As anticipated, the San Francisco Arts Commission voted unanimously Monday to remove the “Early Days” statue from Civic Center’s Pioneer Monument, placing the century-plus old bronze figures in storage until a long-term decision about their fate can be made.
The decision caps off a six-month long debate, after some San Franciscans approached the commission in August 2017 to complain about the statue, which features a pious scene of a Spanish missionary helping a beaten Indian to his feet and pointing him toward heaven.
In February the city’s Historic Preservation Commission voted unanimously to recommend removing “Early Days” despite some commissioners expressing reservations about whether the sculpture has additional value as an expose of 19th century racism.
Argument over the “Early Days” scene dates back decades and the city considered removing the figures once before, according to an Arts Commission report on the statue released in February:
The “Early Days” sculpture grouping has been a longstanding point of concern for the community. Extensive debate occurred […] in 1990‐1996 when the Pioneer Monument was relocated to its current site in order to make way for the construction of the New Main Library.

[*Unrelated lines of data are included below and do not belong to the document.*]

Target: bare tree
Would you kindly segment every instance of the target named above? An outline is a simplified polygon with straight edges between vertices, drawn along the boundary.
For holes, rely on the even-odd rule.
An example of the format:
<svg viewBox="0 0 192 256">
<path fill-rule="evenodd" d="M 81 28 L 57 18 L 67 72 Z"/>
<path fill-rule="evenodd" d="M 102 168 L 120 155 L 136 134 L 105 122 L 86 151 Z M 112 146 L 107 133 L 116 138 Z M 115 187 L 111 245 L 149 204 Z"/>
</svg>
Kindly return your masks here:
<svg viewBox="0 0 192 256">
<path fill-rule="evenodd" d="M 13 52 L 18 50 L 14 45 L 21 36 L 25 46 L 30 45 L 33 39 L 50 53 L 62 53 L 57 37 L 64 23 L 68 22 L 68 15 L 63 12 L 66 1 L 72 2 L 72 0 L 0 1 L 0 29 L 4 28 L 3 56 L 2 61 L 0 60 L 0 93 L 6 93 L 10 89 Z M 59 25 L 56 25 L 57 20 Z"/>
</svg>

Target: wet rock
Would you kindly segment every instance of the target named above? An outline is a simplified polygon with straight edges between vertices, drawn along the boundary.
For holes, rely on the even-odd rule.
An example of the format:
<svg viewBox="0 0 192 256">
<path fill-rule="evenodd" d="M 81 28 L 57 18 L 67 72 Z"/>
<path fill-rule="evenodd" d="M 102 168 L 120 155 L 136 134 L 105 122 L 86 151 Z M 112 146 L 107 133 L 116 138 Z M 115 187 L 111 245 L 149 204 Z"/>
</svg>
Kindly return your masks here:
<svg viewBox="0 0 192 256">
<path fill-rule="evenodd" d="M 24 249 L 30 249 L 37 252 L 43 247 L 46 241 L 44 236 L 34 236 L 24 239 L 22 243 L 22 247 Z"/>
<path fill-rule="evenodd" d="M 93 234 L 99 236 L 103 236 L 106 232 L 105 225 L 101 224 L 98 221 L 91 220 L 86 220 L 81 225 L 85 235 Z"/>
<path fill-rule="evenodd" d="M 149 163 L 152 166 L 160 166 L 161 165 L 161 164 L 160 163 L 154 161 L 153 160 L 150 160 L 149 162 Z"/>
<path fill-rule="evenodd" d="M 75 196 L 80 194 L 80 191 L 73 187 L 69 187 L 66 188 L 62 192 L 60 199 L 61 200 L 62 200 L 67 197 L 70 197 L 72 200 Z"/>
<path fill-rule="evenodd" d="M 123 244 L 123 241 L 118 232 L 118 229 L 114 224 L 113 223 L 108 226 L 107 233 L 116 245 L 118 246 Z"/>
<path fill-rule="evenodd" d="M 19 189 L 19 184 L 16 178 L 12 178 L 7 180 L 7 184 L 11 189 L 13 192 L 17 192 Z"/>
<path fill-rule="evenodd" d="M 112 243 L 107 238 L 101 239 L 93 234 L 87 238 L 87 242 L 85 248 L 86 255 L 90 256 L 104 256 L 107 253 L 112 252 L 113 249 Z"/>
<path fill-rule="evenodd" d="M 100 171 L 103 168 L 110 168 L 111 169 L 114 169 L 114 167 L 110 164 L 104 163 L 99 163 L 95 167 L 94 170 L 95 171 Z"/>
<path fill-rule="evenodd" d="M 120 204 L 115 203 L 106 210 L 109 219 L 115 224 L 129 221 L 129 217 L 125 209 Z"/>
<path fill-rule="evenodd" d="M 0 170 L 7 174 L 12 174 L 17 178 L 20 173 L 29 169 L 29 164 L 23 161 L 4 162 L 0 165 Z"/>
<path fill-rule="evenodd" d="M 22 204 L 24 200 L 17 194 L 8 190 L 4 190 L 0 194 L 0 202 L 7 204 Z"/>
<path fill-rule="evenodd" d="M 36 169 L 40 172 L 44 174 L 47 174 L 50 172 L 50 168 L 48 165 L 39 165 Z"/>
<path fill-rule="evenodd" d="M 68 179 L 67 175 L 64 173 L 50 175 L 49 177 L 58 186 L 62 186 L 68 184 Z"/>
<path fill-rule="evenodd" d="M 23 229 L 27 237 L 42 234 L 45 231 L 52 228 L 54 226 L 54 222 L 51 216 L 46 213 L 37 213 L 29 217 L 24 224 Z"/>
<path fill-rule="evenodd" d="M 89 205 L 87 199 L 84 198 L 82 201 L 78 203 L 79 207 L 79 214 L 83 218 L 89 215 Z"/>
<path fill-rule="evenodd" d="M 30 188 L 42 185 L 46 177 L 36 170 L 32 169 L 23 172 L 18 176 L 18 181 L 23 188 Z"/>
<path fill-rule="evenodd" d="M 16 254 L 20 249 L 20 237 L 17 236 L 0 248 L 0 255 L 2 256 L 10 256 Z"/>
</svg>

In August 2017, almost immediately following the events in Charlottesville, North Carolina surrounding the removal of a monument to Confederate general Robert E. Lee, the Arts Commission began receiving renewed requests from the public to remove the “Early Days” sculpture from the Pioneer Monument.
At the core of the repeated requests for removal is the allegorical sculpture’s depiction of the degradation and genocide of Native American peoples, utilizing visual stereotypes common at the turn of the twentieth century to depict all Native Americans which are now universally viewed as disrespectful, misleading, and racist.
The Arts Commission voted in October to begin considering removal; a series of unanimous votes since then means that the final days for “Early Days” are fast approaching.